Charles Porphyre Alexandre Desains
Azor, viens donc, Azor, indocile animal !
Comment! tu ne vois pas, en faisant l’intrépide,
Qu’après ce tilbury tu te donnes un mal
Qui n’aboutit à rien : ta morsure stupide
N’arrête point la roue, et son cercle rapide
Te prouve en s’éloignant qu’Azor est un grand sot.

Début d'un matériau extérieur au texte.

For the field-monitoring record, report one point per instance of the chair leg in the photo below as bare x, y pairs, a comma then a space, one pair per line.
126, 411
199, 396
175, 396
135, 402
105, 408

Vous n’avez Pas raison de m’infliger ce mot,
Madame, il est injuste, et l’on devrait, je pense,
Accorder à l’erreur un peu plus d’indulgence,
Car au malheur de se tromper
Personne ne peut échapper.
Vous qui portez du fard pour nous cacher votre âge,
Vous voudriez du temps ralentir le passage ;
Le temps, malgré vos vœux, passe rapidement.
Votre fils, poursuivant la gloire littéraire,
Qui devant lui s’envole obstinément,
Fait des livres qui vont mourir chez le libraire,
Et dont vous payez cher les frais d’enterrement.
Quant à votre mari, d’ailleurs fort galant homme,
Que pour un bel esprit dans la ville on renomme,
Il passe quelquefois de longues nuits au jeu,
Et quand il joue on voit que ce n’est pas pour peu.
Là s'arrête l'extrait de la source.